As for those who feel nervous about painting in a group—don’t be. Tina says that her classes are always a diverse mix of people—“some people come in going ‘I’m going to paint like this and this’ while others are being dragged in by someone”—but at the end of the night people leave with a smile on their faces, and a very unique artwork. Talent (or interest in art) is not a prerequisite for Paint Pinot.
“The objective is to have a good time and just have a go at something you normally wouldn’t,” says Tina. “If you come away with a painting you really like, that’s just a bonus.”
She adds that paint and sip classes are also the perfect no-commitment way to approach painting in a serious way.
“A lot of people want to get into painting with good quality tools—but then you have to spend hundreds of dollars just to set up one painting and then you discover you don’t really know where to start.”
Luckily, Dion and I didn’t have that issue. After grabbing a couple of chairs where a blank canvas and palette of archival quality paints were ready and waiting, we’re introduced to Josh, our artistic guide for the evening, and launch straight into our painting—Autumn in the Rain.

Autumn in the Rain, painted by Tina.
As Josh walks us (oh so patiently) through the painting—from showing us how to properly use the high-quality paints to how to blend them on the canvas—another highlight arrives—the food. Chef Eliza has created the perfect menu of only-one-hand-needed food and Dion and I inhale the herbed polenta chips. A prosciutto and rocket pizza arrives next (my favourite) alongside chicken tacos (Dion’s favourite) and we happily munch away as the details come to life on the canvas. Well, on Dion’s canvas, anyway.

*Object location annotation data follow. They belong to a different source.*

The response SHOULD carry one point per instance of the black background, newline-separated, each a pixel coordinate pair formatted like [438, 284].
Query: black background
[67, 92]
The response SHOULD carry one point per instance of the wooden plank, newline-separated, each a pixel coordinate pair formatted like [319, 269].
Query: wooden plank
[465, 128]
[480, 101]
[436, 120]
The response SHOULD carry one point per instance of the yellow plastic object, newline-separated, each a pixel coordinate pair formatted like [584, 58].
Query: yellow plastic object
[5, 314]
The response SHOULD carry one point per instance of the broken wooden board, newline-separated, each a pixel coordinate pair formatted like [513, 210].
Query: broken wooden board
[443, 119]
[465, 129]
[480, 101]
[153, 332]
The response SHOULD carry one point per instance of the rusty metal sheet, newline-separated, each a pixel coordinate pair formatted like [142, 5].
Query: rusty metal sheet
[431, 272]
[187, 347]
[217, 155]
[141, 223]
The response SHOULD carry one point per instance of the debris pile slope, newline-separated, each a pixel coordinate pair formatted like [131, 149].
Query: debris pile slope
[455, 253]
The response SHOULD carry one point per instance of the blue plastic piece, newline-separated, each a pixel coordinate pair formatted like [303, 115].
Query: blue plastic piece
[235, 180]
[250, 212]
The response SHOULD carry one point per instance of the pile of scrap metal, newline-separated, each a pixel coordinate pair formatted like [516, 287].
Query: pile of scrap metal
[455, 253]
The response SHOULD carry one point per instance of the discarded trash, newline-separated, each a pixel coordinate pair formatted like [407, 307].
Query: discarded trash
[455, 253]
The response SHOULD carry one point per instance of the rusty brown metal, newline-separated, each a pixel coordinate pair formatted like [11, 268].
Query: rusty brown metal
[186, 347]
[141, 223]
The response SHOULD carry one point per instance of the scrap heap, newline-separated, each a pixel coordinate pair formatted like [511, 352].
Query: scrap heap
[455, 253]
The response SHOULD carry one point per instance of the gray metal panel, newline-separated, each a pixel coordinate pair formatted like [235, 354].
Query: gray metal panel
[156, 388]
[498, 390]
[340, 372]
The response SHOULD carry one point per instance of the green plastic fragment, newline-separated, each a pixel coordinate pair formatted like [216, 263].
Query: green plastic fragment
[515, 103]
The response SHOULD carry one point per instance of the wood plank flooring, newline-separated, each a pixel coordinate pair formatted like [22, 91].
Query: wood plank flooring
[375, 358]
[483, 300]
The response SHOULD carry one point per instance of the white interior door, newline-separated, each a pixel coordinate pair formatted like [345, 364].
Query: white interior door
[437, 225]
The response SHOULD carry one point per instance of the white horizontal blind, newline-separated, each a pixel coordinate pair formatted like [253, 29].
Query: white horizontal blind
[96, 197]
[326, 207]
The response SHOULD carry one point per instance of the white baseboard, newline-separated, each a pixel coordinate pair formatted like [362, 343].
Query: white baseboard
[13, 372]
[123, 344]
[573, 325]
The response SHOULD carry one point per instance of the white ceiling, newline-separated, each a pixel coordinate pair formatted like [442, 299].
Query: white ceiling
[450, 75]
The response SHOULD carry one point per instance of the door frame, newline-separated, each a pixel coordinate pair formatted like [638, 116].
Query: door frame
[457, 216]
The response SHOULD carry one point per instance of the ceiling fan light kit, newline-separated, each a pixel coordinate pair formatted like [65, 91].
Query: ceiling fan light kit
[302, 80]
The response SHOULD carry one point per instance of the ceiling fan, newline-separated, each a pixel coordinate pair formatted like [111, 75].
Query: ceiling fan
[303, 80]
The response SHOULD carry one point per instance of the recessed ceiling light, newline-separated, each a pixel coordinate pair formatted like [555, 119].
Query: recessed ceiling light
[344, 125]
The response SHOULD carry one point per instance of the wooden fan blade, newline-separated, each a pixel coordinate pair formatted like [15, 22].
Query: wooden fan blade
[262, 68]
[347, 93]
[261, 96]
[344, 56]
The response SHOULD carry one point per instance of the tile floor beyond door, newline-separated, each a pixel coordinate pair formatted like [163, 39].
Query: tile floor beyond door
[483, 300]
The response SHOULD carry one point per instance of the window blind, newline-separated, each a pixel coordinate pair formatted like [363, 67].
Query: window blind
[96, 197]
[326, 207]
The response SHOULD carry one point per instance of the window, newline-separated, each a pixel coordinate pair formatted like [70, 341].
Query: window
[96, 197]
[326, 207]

My canvas is starting to resemble something by a five year old but honestly, that’s half the fun and Josh is so kind in his diplomatic feedback—“great shading around that side”, “I love what you’ve done with the reflection of light there”—that I don’t feel self-conscious. Besides, if you have pizza, wine, a mate and the heating on, could it really be that bad? No, it could not.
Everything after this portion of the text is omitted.